No existen emociones que puedan ser declaradas, en sí mismas, como positivas o negativas: La emoción resulta siempre del efecto que experimente la persona (vivencia) ante una situación. Unas emociones son útiles y benefician al individuo, y otras ¡no ayudan para nada! Una respuesta emocional como la alegría, la ira, o la vergüenza, serán útiles o no, en función del contexto y del momento y la cultura en que nos encontremos.

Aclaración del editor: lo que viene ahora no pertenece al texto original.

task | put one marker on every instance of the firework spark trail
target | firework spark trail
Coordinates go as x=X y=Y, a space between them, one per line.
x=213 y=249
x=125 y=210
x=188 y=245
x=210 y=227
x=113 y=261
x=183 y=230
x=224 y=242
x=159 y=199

Cuando alguien dice: “es que yo soy yo y mi circunstancias”, se refiere a una famosa frase del filósofo español Ortega y Gasset, quien quiso decirnos que no todo lo que le sucede a alguien depende de él mismo (o ella misma), y que él (o ella) no son del todo responsables de cómo actúen, porque también han influido las circunstancias en que se encuentren.

Si una respuesta nos ayuda a relacionarnos con el mundo, con los demás y con nosotros mismos, es adaptativa, y será estimada como una emoción eficiente, que es lo que algunos señalarán como “inteligencia emocional”, siempre que sus consecuencias lo sean. Fue quizás el emperador romano Marco Aurelio (121-180 DC), apodado “el sabio”, el padre de la idea de ‘inteligencia emocional’. En su obra ‘Meditaciones’, excelente tratado de lo que hoy es inteligencia emocional, incluyó una frase que podría hoy usarse en las escuelas de psicología y psiquiatría: “La vida de un hombre es lo que sus pensamientos hacen de ella”. Bien utilizada esta afirmación, es casi igual a decir que: la razón siempre será más poderosa que las emociones. ¿Quedó claro lo que es la “inteligencia emocional”? ¡El caso es que una misma cosa la haremos diferente, según cómo manejemos nuestras emociones del momento!